Heatmap of expression values for top 6 most differential expressed genes (by effect size) for α-, β-, and γ-astrocytes. Expression values are Z-scores of counts calculated between all cells of the three cell types. Each column represents one cell; random sample of 100 cells from α-astrocytes are shown; all β- and γ-astrocytes are shown. See also S1 Fig.
Fig 5.
Changes in gene expression between day and night occur in a cell type-specific manner.
(A) Number of differentially expressed (DE) genes upregulated by night or day by cell type. A gene is considered DE at p<0.01 (Wilcoxon rank sum), when expressed in at least 15% of cells in either of the two samples being tested, fold change ≥2.0, and effect size ≥0.35. (B) Heatmap summary of all 644 DE gene changes by cell type.

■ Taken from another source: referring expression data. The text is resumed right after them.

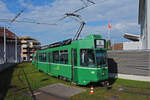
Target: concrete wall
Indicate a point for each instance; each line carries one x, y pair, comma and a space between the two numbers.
132, 45
130, 62
145, 26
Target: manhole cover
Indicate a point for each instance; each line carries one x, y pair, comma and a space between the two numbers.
114, 97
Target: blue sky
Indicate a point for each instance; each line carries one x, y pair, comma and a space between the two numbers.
123, 15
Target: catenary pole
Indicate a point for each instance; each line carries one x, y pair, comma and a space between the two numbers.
16, 49
4, 44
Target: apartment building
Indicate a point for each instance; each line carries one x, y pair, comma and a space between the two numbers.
28, 47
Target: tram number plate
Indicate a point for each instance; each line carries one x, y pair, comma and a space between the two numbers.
99, 44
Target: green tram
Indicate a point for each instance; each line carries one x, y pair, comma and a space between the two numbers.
80, 61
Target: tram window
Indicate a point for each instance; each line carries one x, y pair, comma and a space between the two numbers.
101, 57
87, 57
49, 57
56, 57
42, 57
64, 57
75, 57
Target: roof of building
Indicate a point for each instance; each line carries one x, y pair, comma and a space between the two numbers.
27, 38
9, 34
132, 37
141, 8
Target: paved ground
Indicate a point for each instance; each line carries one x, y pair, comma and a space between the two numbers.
57, 92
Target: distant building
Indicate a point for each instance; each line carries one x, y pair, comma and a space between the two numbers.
12, 49
135, 43
144, 21
28, 47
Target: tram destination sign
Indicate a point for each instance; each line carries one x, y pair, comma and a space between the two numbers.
99, 43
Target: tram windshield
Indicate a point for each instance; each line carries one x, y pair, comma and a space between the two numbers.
87, 57
101, 57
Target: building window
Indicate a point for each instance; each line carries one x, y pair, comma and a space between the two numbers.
24, 58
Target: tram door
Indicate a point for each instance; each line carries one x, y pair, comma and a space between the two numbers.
73, 62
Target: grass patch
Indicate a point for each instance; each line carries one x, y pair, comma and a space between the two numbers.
11, 87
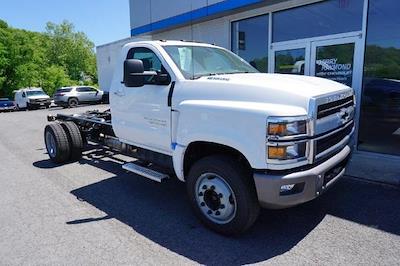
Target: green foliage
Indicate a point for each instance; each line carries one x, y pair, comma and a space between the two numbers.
59, 57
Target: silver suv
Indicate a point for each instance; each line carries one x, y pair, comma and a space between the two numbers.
73, 96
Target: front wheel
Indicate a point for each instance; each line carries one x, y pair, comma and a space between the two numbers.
222, 195
57, 144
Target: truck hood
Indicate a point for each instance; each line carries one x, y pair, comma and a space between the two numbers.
281, 89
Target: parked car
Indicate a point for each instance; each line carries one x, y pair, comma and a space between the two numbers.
6, 105
73, 96
240, 139
31, 98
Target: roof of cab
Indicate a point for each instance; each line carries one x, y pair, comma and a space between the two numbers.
173, 42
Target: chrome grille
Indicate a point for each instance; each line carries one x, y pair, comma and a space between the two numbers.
327, 109
324, 144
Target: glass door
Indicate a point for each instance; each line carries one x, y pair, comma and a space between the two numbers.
291, 59
335, 60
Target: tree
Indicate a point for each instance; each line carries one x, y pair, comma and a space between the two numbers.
58, 57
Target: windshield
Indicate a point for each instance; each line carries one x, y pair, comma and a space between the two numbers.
35, 93
198, 61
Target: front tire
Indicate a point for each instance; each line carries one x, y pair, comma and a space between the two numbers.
222, 195
57, 144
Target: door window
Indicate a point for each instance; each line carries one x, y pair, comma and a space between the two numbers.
150, 62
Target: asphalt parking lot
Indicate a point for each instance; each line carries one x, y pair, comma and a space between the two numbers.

Each column represents one gene. (C) Venn diagram of number of overlapping DE genes in α- and β-pinealocytes by day and night. (D) Heatmap summary of DE genes found in at least one non-pinealocyte and one other subtype. See also dot plots in SI.
Fig 6.
Comparison of differentially expressed genes between the nighttime pineal gland and isoproterenol-treated pineal gland.

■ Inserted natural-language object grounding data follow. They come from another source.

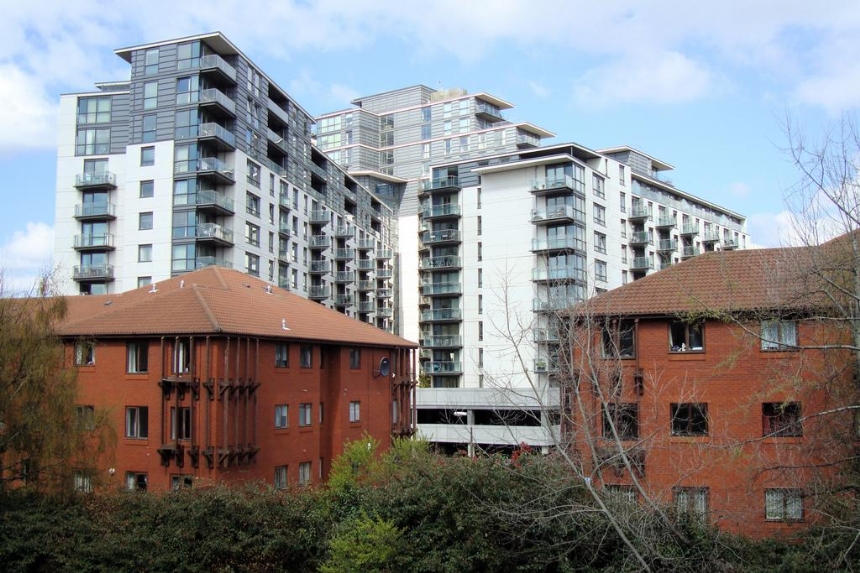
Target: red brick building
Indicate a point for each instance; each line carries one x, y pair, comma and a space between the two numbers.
218, 377
715, 387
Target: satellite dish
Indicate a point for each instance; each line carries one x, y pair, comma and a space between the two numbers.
384, 367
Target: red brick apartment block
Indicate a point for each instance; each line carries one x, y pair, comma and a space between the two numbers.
720, 380
216, 376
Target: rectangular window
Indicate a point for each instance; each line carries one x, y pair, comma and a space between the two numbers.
783, 504
147, 189
689, 419
306, 355
781, 420
778, 334
619, 339
180, 423
145, 221
280, 477
691, 501
625, 419
144, 253
282, 355
137, 357
305, 414
137, 422
282, 419
686, 336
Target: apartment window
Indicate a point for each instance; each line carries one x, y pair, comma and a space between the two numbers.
145, 221
282, 355
685, 336
304, 473
137, 357
689, 419
691, 501
92, 142
150, 95
305, 414
619, 339
625, 419
280, 477
137, 422
136, 481
600, 242
85, 353
147, 189
778, 334
781, 420
282, 419
306, 356
599, 214
144, 253
252, 264
94, 110
151, 62
180, 423
783, 504
600, 272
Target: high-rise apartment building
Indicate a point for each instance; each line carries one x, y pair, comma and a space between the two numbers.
201, 159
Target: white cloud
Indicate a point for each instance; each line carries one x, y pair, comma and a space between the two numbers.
25, 257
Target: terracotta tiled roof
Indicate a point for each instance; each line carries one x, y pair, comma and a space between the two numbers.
721, 281
216, 300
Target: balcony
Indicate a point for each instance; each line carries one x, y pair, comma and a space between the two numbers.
216, 100
559, 274
668, 245
203, 262
100, 242
642, 264
104, 179
558, 244
639, 238
448, 184
560, 214
318, 292
88, 273
214, 233
442, 315
319, 241
318, 217
440, 237
555, 184
440, 211
443, 262
343, 254
223, 138
443, 368
84, 211
438, 289
666, 222
215, 201
639, 213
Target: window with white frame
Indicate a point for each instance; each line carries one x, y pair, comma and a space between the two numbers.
783, 504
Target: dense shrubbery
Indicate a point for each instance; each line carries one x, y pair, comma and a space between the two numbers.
408, 510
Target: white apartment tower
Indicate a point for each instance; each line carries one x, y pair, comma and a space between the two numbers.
201, 159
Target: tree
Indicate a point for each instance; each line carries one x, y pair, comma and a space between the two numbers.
47, 441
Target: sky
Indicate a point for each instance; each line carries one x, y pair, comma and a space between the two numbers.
704, 86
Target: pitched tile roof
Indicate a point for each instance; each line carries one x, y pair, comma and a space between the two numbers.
724, 281
215, 301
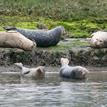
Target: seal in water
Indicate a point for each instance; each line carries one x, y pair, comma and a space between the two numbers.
99, 39
73, 72
14, 39
43, 38
37, 72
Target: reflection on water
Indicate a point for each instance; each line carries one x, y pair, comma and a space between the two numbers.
53, 91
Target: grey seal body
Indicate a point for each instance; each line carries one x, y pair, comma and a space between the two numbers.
41, 37
73, 72
76, 72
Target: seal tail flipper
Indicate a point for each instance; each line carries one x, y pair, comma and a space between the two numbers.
8, 28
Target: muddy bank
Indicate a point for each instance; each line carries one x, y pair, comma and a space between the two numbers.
77, 50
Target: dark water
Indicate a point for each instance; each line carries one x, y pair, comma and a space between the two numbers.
53, 91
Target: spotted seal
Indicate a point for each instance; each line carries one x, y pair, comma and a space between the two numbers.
73, 72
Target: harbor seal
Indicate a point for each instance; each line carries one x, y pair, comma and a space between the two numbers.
43, 38
37, 72
14, 39
72, 72
99, 39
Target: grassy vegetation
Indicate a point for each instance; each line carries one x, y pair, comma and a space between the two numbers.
74, 28
79, 17
55, 9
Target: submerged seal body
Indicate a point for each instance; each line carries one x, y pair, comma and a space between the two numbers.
99, 39
14, 39
43, 38
73, 72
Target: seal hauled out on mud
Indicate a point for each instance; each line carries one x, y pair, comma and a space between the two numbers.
72, 72
14, 39
41, 37
37, 72
99, 39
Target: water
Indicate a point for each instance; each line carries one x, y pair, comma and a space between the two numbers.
53, 91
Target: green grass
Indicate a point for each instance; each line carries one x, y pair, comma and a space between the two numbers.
74, 28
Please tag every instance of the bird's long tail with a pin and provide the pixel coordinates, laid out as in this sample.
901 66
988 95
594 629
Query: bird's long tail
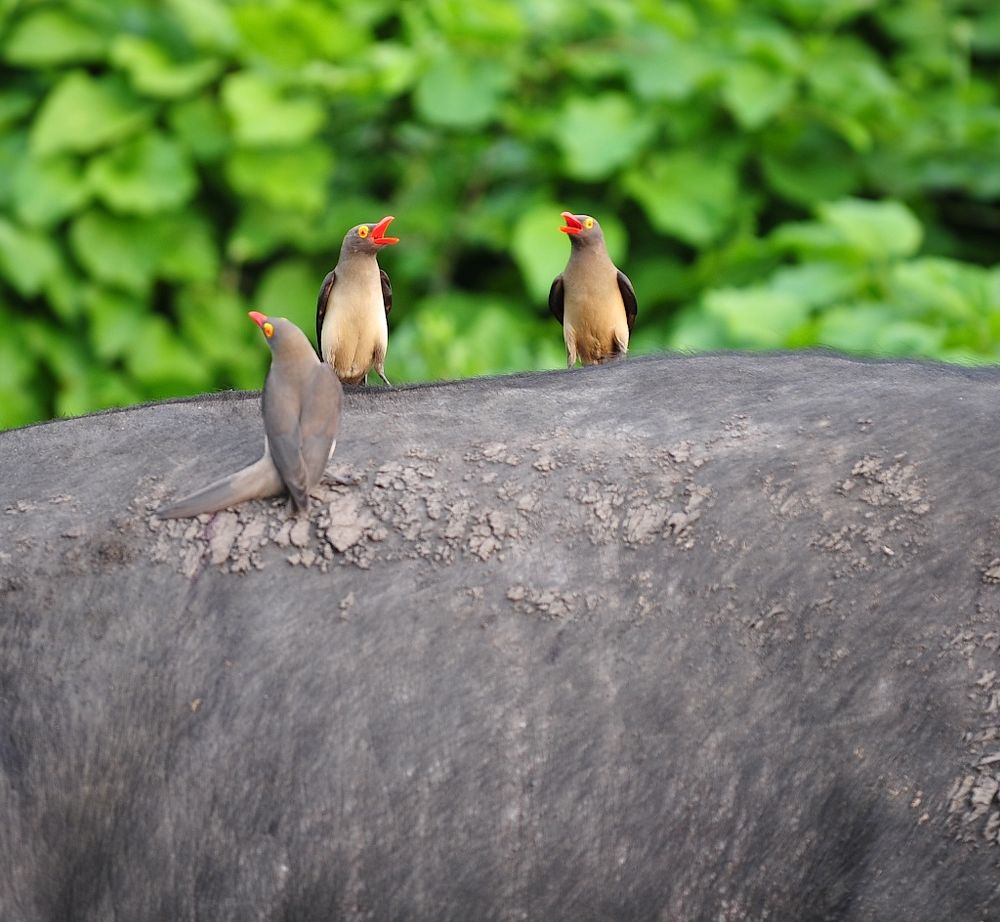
261 479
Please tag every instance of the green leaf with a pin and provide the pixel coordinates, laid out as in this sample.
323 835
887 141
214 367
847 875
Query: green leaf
214 323
262 116
876 329
51 35
207 23
541 250
818 283
14 105
294 178
875 230
289 289
755 94
200 126
162 363
663 67
599 135
291 35
807 165
757 318
148 174
189 252
686 194
46 191
27 258
943 289
122 252
461 92
154 73
116 322
82 113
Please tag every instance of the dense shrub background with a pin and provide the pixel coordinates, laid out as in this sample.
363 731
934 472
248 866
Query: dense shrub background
778 173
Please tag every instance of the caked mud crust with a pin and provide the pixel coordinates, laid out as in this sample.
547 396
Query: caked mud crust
773 584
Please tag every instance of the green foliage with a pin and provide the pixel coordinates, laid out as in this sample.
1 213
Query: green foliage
780 174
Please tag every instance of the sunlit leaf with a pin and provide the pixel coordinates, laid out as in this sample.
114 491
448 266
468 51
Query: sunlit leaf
147 174
754 94
289 290
200 126
685 195
758 318
51 35
154 73
82 113
461 92
47 190
293 178
261 115
27 257
877 230
599 135
207 23
117 250
541 250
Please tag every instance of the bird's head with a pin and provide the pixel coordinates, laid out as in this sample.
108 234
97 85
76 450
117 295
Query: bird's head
582 229
278 331
368 238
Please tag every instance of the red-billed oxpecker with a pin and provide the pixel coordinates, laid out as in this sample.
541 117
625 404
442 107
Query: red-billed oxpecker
592 298
352 331
301 406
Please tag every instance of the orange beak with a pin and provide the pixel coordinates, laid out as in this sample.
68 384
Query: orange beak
572 225
378 232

Venn diagrams indicate the number of genes that were found to be significantly differentially expressed (DE) in the pineal gland (see methods). There was overlap between DE genes upregulated at night and by isoproterenol (Iso) treatment, as well as overlap between DE genes upregulated during the day and upregulated in the vehicle control treated (i.e. downregulated by isoproterenol treatment), in 3 cell types. Other cell types are not shown.
Fig 7.
Differences in melatonin synthesis between α- and β-pinealocytes inferred from scRNA-Seq.

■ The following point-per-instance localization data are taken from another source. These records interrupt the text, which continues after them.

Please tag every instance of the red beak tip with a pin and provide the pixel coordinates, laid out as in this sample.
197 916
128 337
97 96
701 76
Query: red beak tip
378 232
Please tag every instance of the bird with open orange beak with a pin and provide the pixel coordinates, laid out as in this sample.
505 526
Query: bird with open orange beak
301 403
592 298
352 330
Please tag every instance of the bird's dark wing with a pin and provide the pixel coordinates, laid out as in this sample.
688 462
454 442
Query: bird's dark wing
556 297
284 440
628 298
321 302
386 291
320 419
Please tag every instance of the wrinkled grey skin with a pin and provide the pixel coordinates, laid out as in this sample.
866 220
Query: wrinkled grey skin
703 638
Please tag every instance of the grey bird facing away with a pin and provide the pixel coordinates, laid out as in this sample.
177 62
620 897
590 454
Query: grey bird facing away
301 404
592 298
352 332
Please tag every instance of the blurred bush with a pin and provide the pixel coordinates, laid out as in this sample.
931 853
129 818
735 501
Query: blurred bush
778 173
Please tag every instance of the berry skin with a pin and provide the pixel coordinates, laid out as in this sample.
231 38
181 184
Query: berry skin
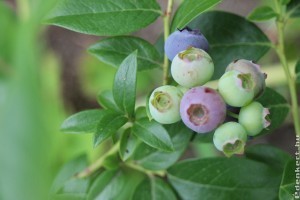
246 66
164 104
254 118
230 138
192 67
182 39
236 88
202 109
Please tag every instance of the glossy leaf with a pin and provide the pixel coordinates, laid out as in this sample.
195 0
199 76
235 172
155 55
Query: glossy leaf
65 186
114 184
153 134
115 49
153 189
262 13
128 144
230 37
224 178
287 186
293 8
125 84
82 122
270 155
105 17
189 10
106 100
278 106
297 72
153 159
108 125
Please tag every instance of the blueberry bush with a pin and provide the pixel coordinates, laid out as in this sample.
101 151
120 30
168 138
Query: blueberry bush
145 144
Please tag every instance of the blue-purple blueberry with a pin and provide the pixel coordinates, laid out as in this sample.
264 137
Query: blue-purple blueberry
192 67
164 104
249 67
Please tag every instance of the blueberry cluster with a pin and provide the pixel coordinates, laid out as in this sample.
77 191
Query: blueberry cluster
203 109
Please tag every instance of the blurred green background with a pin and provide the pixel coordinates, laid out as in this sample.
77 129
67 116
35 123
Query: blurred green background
46 75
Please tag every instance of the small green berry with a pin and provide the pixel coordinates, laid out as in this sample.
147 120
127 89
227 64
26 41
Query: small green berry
236 88
230 138
164 103
254 117
192 67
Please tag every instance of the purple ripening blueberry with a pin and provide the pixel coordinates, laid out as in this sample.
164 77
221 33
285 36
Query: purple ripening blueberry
202 109
180 40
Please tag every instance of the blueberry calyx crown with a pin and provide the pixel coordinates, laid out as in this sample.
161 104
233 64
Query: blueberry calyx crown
198 114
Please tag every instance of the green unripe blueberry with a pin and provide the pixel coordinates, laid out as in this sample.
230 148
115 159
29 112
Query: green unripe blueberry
230 138
192 67
254 117
247 66
164 103
236 88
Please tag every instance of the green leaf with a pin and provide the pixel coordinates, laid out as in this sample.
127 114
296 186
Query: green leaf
153 134
297 72
287 186
278 106
105 17
153 189
108 125
293 8
224 178
154 159
115 49
285 2
128 144
230 37
82 122
66 185
141 112
125 84
269 155
262 13
106 100
189 10
116 185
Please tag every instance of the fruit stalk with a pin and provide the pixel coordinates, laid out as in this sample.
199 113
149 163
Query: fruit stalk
280 50
98 163
167 16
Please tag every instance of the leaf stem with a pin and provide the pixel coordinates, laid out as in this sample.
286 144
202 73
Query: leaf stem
280 50
231 114
98 163
166 17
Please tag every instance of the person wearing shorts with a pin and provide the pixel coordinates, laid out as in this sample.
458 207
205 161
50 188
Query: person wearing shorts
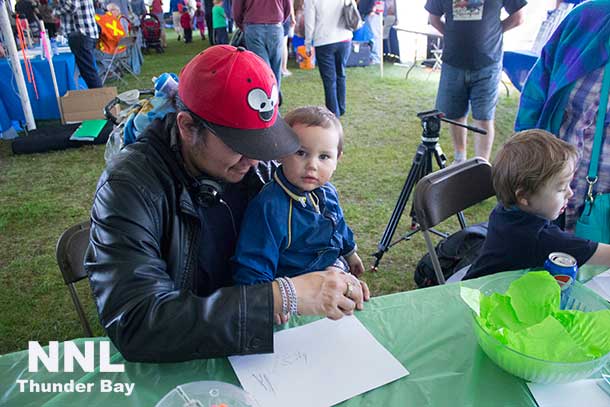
472 64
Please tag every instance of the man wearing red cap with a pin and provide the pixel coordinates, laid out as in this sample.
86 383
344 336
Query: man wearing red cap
165 217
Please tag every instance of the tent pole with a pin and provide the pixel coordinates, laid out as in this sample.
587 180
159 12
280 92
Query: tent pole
7 33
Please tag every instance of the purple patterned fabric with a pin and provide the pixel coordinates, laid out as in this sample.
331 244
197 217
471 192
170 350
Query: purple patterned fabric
578 129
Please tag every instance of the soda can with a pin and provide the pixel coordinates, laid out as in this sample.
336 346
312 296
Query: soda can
563 267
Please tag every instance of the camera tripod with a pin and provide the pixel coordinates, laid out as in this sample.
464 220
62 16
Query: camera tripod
420 167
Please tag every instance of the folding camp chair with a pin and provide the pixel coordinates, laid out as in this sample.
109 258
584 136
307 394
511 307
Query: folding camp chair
444 193
70 253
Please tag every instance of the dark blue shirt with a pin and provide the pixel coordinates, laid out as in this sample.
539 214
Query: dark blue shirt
473 30
519 240
287 232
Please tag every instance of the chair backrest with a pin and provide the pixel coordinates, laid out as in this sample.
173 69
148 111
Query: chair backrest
70 253
446 192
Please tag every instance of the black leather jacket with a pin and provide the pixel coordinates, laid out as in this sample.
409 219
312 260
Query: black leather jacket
142 261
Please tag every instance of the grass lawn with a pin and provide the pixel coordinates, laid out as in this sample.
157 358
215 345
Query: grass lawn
43 194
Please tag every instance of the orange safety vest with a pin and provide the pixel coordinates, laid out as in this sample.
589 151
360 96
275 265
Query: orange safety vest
112 32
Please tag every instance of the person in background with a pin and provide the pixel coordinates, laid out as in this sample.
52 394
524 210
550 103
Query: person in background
219 19
332 44
371 12
228 6
261 21
562 92
164 218
78 24
199 21
574 2
186 24
295 225
472 64
531 176
50 21
288 27
114 9
157 9
176 18
138 7
208 5
29 10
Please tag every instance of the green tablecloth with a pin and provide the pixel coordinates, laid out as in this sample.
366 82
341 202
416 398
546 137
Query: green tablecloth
429 331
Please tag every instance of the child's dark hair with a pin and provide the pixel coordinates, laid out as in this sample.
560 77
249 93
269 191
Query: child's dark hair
527 161
316 116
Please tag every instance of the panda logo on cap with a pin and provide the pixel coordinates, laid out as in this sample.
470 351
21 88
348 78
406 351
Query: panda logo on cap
263 104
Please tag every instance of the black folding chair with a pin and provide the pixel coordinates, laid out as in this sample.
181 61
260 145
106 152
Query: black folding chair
70 252
444 193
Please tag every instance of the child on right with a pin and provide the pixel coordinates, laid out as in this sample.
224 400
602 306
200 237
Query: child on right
219 21
531 176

(A-B) Opacity indicates relative strength of the pathway module; greater opacity indicates a more active pathway. (A) Conversion of N-acetylserotonin (NAS) to melatonin in α-pinealocytes is enhanced by increased ASMT activity and increased S-adenosyl methionine (SAM) availability, which is increased by greater ATP availability. ATP availability is increased by elevated ATP production from oxidative phosphorylation (OxPhos), as inferred by greater expression of mitochondrial genes in α-pinealocytes. ATP availability is also increased by reduced consumption by protein synthesis, as inferred by decreased expression of ribosomal genes in α-pinealocytes. (B) β-Pinealocytes also undergo melatonin synthesis, but do not have the same production increasing enhancements as α-pinealocytes. (C) Melatonin (M) is synthesized in both pinealocyte subtypes from N-acetylserotonin (NAS). NAS that is not converted to melatonin in β-pinealocytes enters the α-pinealocyte by passive diffusion through membranes and gap junctions (shown in blue). NAS is subsequently converted to melatonin by the high efficiency Asmt system in the α-pinealocyte, thereby maximizing melatonin production.